By Bob Murray, Art Reporter
Everyone has heard of Art Impressionism. Rick Bach’s art could be called, Impressivism. He calls it Modern. It’s a lot of every good thing about art – traditional, contemporary, modern and very contemporary. Bach’s art is also classically contemporary. His larger works appear timeless. He showed me some photos of completed and installed sculptures and murals that were monumental in size and scope.

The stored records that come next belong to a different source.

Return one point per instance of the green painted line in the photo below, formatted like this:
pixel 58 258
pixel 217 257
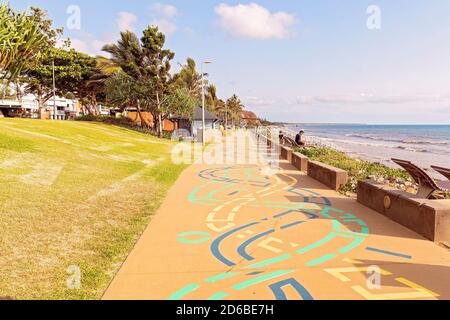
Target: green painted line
pixel 186 290
pixel 320 260
pixel 193 241
pixel 222 277
pixel 249 173
pixel 318 244
pixel 269 262
pixel 218 296
pixel 261 279
pixel 182 237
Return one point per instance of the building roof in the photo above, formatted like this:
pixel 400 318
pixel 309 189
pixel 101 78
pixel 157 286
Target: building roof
pixel 198 115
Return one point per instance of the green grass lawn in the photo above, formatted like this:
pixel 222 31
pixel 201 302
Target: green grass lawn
pixel 74 194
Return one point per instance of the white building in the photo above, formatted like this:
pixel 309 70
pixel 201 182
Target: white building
pixel 57 109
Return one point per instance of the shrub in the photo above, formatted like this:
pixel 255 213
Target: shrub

Bach has been in the business of art for over 22 years, many working outside of the Washington area but hoping to do a lot more here in the coming years. He has been designing and fabricating architectural metal/fine art for restaurants and commercial spaces. As a full time artist, Rick works from his apartment/studio in Shirlington, Virginia and a larger studio in an upcoming Southeast Washington neighborhood. His harvest of riveting paintings and sculptures in both locales have an immediate impact on the senses. One main composition subject is the “skull,” the human skull, that frontal bone that carries the elements of the face and head. It carries some of the features of Bach’s art i.e., seeing, hearing, speaking, frowning and smiling.

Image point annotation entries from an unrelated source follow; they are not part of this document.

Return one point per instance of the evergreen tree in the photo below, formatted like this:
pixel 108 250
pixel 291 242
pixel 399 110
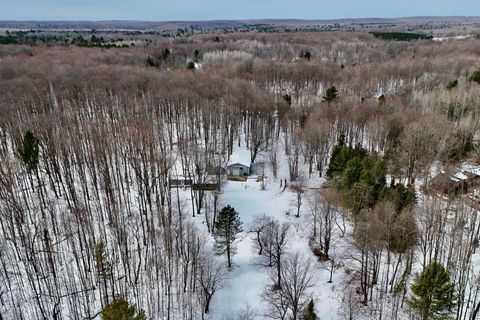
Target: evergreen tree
pixel 330 95
pixel 28 151
pixel 102 266
pixel 433 292
pixel 190 65
pixel 227 228
pixel 475 77
pixel 120 309
pixel 452 84
pixel 196 55
pixel 309 313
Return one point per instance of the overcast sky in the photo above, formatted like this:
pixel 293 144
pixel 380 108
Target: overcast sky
pixel 162 10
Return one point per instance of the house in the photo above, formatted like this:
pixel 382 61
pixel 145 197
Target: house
pixel 179 182
pixel 462 180
pixel 238 169
pixel 239 165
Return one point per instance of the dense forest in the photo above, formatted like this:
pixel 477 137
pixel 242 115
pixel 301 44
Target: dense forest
pixel 356 129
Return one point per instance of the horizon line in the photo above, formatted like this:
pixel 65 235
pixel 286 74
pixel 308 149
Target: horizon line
pixel 242 19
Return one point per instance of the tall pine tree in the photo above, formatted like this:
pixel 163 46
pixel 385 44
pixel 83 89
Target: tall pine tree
pixel 309 312
pixel 120 309
pixel 227 228
pixel 28 150
pixel 433 294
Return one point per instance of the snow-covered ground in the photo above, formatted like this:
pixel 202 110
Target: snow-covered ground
pixel 247 280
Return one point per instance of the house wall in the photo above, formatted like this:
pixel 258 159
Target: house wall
pixel 238 170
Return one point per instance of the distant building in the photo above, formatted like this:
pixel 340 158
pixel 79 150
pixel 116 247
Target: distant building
pixel 239 165
pixel 463 180
pixel 180 182
pixel 238 169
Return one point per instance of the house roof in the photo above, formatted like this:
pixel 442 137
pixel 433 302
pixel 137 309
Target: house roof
pixel 237 164
pixel 241 157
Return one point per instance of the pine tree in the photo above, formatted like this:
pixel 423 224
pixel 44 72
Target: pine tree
pixel 120 309
pixel 433 293
pixel 227 228
pixel 309 313
pixel 102 266
pixel 330 95
pixel 28 151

Bach’s striking numerous renditions of the face show his rigorous use of few linear strokes, broad but fine, swirling to indicate expression and character. His use of acrylics in bold colors, instead of pastels, gives his facial formations more serious countenances. They correspond to his cartoon-like figure drawings that have more whimsical and musical energy. There is no missing Rick’s solid rock music background which plays out in just about everything I saw. His lyrical lines and juxtaposition of compositions give heavy proof of an intensive, hands-on life in improvisational music scores. As I leafed through several of his remarkable, dramatic sketchbooks of a lifetime of drawings and conceptual plans for projects, I found clippings from his own rock band days in Western Pennsylvania and New York. Rick’s work has a large audience and legacy in the Pittsburgh area where he has another working studio.

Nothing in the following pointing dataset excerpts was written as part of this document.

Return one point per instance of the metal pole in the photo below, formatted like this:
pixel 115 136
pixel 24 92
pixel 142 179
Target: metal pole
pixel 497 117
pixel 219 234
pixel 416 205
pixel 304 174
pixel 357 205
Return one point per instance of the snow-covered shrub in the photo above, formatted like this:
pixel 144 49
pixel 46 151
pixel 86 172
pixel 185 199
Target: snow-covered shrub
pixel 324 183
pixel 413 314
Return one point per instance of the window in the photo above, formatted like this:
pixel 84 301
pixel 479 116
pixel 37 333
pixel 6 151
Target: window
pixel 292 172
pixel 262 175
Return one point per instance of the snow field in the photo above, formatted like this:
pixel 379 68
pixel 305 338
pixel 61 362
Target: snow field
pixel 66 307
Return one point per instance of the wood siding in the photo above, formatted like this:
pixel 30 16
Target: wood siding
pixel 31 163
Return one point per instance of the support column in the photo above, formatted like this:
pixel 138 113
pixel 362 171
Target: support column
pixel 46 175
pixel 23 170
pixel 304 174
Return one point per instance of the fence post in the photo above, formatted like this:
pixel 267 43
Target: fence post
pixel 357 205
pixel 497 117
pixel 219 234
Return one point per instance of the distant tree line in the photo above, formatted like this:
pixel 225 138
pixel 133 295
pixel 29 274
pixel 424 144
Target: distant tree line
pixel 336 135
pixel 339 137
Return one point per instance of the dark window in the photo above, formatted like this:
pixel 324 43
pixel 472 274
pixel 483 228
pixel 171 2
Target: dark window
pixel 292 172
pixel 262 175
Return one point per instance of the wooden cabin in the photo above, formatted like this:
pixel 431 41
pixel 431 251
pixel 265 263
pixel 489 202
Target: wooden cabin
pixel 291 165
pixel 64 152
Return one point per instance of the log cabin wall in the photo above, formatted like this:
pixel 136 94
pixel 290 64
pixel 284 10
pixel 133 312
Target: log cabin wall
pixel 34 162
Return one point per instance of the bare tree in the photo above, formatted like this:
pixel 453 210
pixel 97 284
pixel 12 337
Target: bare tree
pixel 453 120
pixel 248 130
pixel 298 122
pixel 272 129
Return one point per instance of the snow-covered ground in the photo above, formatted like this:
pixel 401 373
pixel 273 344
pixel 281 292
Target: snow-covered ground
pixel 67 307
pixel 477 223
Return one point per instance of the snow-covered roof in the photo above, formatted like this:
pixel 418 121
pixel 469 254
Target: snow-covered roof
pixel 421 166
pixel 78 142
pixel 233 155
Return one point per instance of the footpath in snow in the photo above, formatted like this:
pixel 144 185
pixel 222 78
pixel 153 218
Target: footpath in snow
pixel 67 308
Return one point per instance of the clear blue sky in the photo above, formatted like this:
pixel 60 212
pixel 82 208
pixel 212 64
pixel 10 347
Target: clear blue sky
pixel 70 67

Bach’s paintings on aluminum, paper, canvas and board reflect one of the dualities in his prolific work over several decades that express a kind of sobering awareness of a fear and tension linked with an exuberant vitality – connecting all beings of his own creation. Many skull renditions glaze at you with anguished startling facades coupled with an extraordinary burst of humanity. They have a passive and acrobatic merge with Rick’s liberated, loose and strong brush. Bach paints action with fiery inspiration in appealing forms. His skulls as well as his animals like monkeys, horses and other living things do not necessarily project gloom but a tested perceptibility that one can only recognize as a very personal, transforming actuality. His intricate color-line portrait version of his dog speaks to Bach’s passion for an effective art form that spoke at once to me.
In his Virginia studio I was amazed at several versions of Bach’s steel/metal heads, free standing and wall pieces – all sizes, intricately laced steel, some round and open-worked, others solid and angular. I believe he said these were being prepared for a gallery. There were some table-sized silhouettes in steel on pedestals resembling work by Matisse and Picasso. The open-laced steel or metal maintains the plasticity and pliability giving Bach’s sculptures a notion of animation. These pieces could be easily incorporated into any art lover’s home or office setting.
“Modern,” he says, when asked again about his style. I am attracted to the Matisse-like work in Rick’s two-dimensional pieces in their simple and free forms. I recognize also Picasso-like tendencies to contract subtlety with the lyrical (musical) contours. Altogether Rick’s “modern” style runs toward a rhythm of movement. Like Matisse and Picasso, his paintings and three –dimensionals are absorbed by the spectra of reds, oranges, blues and yellows that shout out for attention. The metal, aluminum and steel work seems light in a texture of certainty and stability. It’s easy to see why architects and interior planners would give serious thought to using a piece like. Impressive.
In an art media article by Rice Gagliano in the “Weekend,” August 19, 1994, I noted the header, “Speed Metal Art.” It states a lot about a show called “Psychotic Episodes,” a series of 48 painted steel slabs, including a statement that Rick Bach wanted his work and technique to be taken seriously. He stresses that Rick didn’t want his work to be taken as just commercial art but beyond, even though he didn’t have a fine art background. Today, however, we see a modern fine art, Bach’s Art, that goes beyond traditional terms.
It’s worth focusing on something else from that article by Gagliano. It’s Rick’s own outlook on all of this artistry. “Playing music is such a primal release, you know? Standing there and screaming at the top of your lungs. It’s so immediate. And ‘painting’ …. it’s just as satisfying when its finished, but it’s a lot more painful, I think, to do.”
So, look for modern art of the fine featured, unusually soft-spoken, unassuming, classically, maybe you could say beautifully, bald Rick Bach. Impressive. Bach’s Art Rocks.